The Anti-tumoral Properties of Orexin/Hypocretin Hypothalamic Neuropeptides: An Unexpected Therapeutic Role

Abstract

Orexins (OxA and OxB) also termed hypocretins are hypothalamic neuropeptides involved in central nervous system (CNS) to control the sleep/wake process which is mediated by two G protein-coupled receptor subtypes, OX1R, and OX2R. Beside these central effects, orexins also play a role in various peripheral organs such as the intestine, pancreas, adrenal glands, kidney, adipose tissue and reproductive tract.In the past few years, an unexpected anti-tumoral role of orexins mediated by a new signaling pathway involving the presence of two immunoreceptor tyrosine-based inhibitory motifs (ITIM) in both orexin receptors subtypes, the recruitment of the phosphotyrosine phosphatase SHP2 and the induction of mitochondrial apoptosis has been elucidated. In the present review, we will discuss the anti-tumoral effect of orexin/OXR system in colon, pancreas, prostate and other cancers, and its interest as a possible therapeutic target.
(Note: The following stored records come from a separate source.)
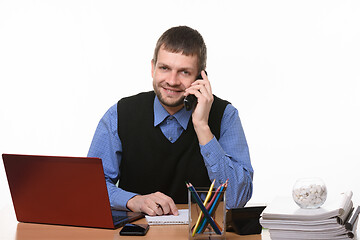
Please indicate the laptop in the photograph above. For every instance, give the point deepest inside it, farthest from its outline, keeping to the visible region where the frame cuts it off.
(62, 190)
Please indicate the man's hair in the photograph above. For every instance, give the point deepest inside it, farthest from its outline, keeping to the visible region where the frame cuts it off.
(184, 40)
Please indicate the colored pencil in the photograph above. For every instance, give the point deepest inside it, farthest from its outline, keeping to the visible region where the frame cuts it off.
(202, 207)
(205, 202)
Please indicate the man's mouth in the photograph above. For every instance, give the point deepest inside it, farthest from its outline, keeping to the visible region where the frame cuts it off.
(172, 91)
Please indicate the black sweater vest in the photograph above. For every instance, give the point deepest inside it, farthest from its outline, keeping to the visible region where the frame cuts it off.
(150, 162)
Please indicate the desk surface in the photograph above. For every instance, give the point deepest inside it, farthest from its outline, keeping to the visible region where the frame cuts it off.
(11, 229)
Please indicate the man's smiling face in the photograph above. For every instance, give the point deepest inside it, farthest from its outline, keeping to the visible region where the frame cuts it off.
(172, 74)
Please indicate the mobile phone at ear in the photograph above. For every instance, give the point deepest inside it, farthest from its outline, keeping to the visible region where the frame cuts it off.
(134, 229)
(190, 101)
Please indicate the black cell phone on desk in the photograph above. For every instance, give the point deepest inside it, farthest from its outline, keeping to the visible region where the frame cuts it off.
(190, 101)
(134, 229)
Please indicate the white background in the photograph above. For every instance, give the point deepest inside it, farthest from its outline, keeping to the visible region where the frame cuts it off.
(290, 67)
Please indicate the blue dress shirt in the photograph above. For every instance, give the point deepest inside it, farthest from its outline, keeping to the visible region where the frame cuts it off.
(226, 158)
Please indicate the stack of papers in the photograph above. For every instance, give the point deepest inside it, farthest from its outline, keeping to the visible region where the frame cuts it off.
(336, 219)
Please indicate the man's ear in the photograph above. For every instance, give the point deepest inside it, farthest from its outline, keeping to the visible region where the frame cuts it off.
(152, 68)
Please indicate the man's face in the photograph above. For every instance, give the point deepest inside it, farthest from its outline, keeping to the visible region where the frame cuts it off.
(172, 74)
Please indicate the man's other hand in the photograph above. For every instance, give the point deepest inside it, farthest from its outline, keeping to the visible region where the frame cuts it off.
(153, 204)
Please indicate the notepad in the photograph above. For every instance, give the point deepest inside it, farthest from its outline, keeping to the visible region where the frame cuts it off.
(182, 218)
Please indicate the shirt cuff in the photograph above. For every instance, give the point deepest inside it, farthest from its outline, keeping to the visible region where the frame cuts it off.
(120, 198)
(212, 152)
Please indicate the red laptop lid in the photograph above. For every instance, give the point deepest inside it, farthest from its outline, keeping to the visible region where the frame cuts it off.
(58, 190)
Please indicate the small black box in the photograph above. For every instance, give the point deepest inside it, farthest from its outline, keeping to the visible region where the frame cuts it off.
(244, 221)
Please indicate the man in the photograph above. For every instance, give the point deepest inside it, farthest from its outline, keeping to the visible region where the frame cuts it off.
(151, 144)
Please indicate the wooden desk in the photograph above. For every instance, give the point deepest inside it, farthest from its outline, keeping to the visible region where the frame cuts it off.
(11, 229)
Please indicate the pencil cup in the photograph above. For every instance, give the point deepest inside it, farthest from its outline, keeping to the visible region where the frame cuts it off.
(209, 223)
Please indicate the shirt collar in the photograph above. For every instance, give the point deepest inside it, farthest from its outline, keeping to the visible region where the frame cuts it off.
(160, 114)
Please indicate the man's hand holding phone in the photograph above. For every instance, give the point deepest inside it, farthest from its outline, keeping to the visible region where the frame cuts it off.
(201, 88)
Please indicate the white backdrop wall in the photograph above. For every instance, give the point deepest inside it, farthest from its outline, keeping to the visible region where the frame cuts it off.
(290, 67)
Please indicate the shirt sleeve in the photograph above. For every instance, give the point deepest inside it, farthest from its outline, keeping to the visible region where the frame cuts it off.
(229, 158)
(106, 145)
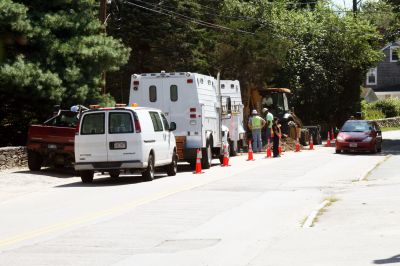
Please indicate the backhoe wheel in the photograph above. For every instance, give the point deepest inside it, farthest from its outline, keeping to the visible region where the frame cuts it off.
(35, 160)
(86, 176)
(148, 174)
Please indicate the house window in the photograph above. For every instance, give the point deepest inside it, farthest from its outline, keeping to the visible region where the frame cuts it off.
(372, 77)
(394, 53)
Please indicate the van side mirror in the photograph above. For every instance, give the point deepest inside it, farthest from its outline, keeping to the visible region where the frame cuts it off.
(172, 126)
(229, 105)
Keywords: GPCR; cancer; gastroenterology; inflammation; neuropeptides; orexins; signaling pathway.

Figure 1

Pro-apoptotic signaling pathway induced by orexins. Interaction of orexins with OX1R or OX2R leads to promote the dissociation of heterotrimer G_q into α_q and β/γ subunits. The canonical Ca²⁺ signaling pathway stimulated by orexins results of phospholipase C (PLC) activation mediated by α_q subunit (Left). Apoptosis induced by orexins is mediated, independently of canonical Ca²⁺ signaling pathway, by the recruitment of the phosphotyrosine phosphatase SHP2 leading to the activation of p38 cascade and activation of caspases-3 and -7 via the mitochondria apoptosis pathway (Right). All structures were obtained in Protein Data Bank (PDB).

Figure 2

Anti-tumoral effect of OxA in preclinical mouse models. (A) Nude mice were xenografted with the colon adenocarcinoma cell line, HT-29 and then, treated by 1 μmoles of OxA/Kg intraperitoneally (ip) injected. The tumor development was determined by measurement. (B) Nude mice were xenografted with the pancreatic adenocarcinoma cell line, AsPC-1, and ip injected with 1 μmoles of OxA/Kg. (C) Nude mice were xenografted with the prostate cancer cell line, DU145 and treated with 1 μmoles of OxA/Kg. (•), control mice injected with PBS; (◦), treated mice injected with OxA. The sources of graphs were based on Voisin et al. (44), Dayot et al. (46), and Chartrel et al. (47).

Figure 3

Immunohistochemical expression of OX1R in PanIN, dysplastic colonic polyp, pancreatitis and ulcerative colitis (UC). (A) OX1R was not detected in the normal pancreas either in normal duct and acinar cells. (B) OX1R was not detected in colonic mucosa. (C) OX1R was expressed in PanIN lesions. (D) OX1R was expressed in dysplastic cells present in colonic polyps. (E) OX1R immunostaining of colonic mucosa from patients with pancreatitis. (F) OX1R immunostaining of colonic mucosa from patients with UC. Arrows indicated the OX1R expression. Bar = 50 μm for (A, B C, E, F); Bar = 100 μm for (D). The sources of graphs were based on Voisin et al. (44), Dayot et al. (46), and Messal et al. (56).